Biological:Socialmiddle -0.004995   0.329525  -0.015    0.988   

---

Signif. codes:  0 `***' 0.001 `**' 0.01 `*' 0.05 `.' 0.1 ` ' 1

 

Residual standard error: 7.921 on 21 degrees of freedom

Multiple R-Squared: 0.8041,     Adjusted R-squared: 0.7574

F-statistic: 17.24 on 5 and 21 DF,  p-value: 8.31e-07

 

Plot the regression line on the plot:

> abline(gs$coef)

Check the diagnostics:

> par(mfrow=c(2,2))
> plot(gr)
It shows no cause for concern. The final model is:

> summary(gs)

Coefficients:

            Estimate Std. Error t value Pr(>|t|)   

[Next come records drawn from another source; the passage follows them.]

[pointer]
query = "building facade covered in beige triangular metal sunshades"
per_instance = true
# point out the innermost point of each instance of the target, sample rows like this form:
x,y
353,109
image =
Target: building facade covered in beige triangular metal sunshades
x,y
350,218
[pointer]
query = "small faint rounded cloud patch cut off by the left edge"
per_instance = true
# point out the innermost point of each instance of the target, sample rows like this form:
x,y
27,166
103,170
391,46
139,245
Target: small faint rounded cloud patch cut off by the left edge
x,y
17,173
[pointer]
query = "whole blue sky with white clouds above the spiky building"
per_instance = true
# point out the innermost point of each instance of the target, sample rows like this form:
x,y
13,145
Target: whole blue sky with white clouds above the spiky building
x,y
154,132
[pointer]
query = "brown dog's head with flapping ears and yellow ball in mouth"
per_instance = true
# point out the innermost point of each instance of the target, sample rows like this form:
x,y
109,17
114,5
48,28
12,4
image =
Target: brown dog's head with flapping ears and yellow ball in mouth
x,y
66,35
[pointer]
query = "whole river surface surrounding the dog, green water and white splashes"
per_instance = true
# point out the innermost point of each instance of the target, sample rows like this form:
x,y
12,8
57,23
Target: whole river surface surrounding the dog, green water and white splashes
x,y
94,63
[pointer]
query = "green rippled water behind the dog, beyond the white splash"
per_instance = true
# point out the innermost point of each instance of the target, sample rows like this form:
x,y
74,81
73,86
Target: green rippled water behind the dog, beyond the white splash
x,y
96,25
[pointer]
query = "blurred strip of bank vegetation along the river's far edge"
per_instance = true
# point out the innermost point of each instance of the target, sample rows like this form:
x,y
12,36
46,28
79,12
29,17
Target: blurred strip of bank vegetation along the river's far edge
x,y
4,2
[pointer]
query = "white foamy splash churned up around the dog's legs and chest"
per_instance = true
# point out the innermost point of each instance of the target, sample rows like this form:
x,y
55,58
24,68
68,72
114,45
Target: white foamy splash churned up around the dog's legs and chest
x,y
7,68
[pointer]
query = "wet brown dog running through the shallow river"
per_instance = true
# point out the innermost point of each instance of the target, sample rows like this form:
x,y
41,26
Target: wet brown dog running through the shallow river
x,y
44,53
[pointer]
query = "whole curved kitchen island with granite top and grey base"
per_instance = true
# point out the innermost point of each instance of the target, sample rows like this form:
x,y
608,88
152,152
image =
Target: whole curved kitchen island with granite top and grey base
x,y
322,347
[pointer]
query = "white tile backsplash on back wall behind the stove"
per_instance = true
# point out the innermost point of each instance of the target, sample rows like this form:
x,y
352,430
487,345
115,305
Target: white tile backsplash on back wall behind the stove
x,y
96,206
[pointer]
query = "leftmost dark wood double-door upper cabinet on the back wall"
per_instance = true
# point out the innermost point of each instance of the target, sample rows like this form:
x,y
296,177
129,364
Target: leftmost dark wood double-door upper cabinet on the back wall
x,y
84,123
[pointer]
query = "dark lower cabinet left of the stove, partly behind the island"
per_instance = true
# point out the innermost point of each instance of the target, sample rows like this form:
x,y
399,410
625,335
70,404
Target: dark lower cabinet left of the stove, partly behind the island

(Intercept)  9.20760    9.29990   0.990    0.332   

Biological   0.90144    0.09633   9.358 1.20e-09 ***

---

Signif. codes:  0 `***' 0.001 `**' 0.01 `*' 0.05 `.' 0.1 ` ' 1

 

Residual standard error: 7.729 on 25 degrees of freedom

Multiple R-Squared: 0.7779,     Adjusted R-squared: 0.769

F-statistic: 87.56 on 1 and 25 DF,  p-value: 1.204e-09

 

In the analysis, we adopt the treatment coding (it's easier for interpreting the parameters):

> contr.treatment(3)

  2 3

1 0 0

2 1 0

3 0 1

There are various codings you can choose if you fell they are more reasonable for your data, such as the Helmert coding:

> contr.helmert(3)

  [,1] [,2] 
1   -1   -1
2    1   -1
3    0    2

and the sum coding:

> contr.sum(3)

  [,1] [,2]

1    1    0

2    0    1

3   -1   -1

Once you decide your coding, you can use it by changing the "contrasts" setting in "options".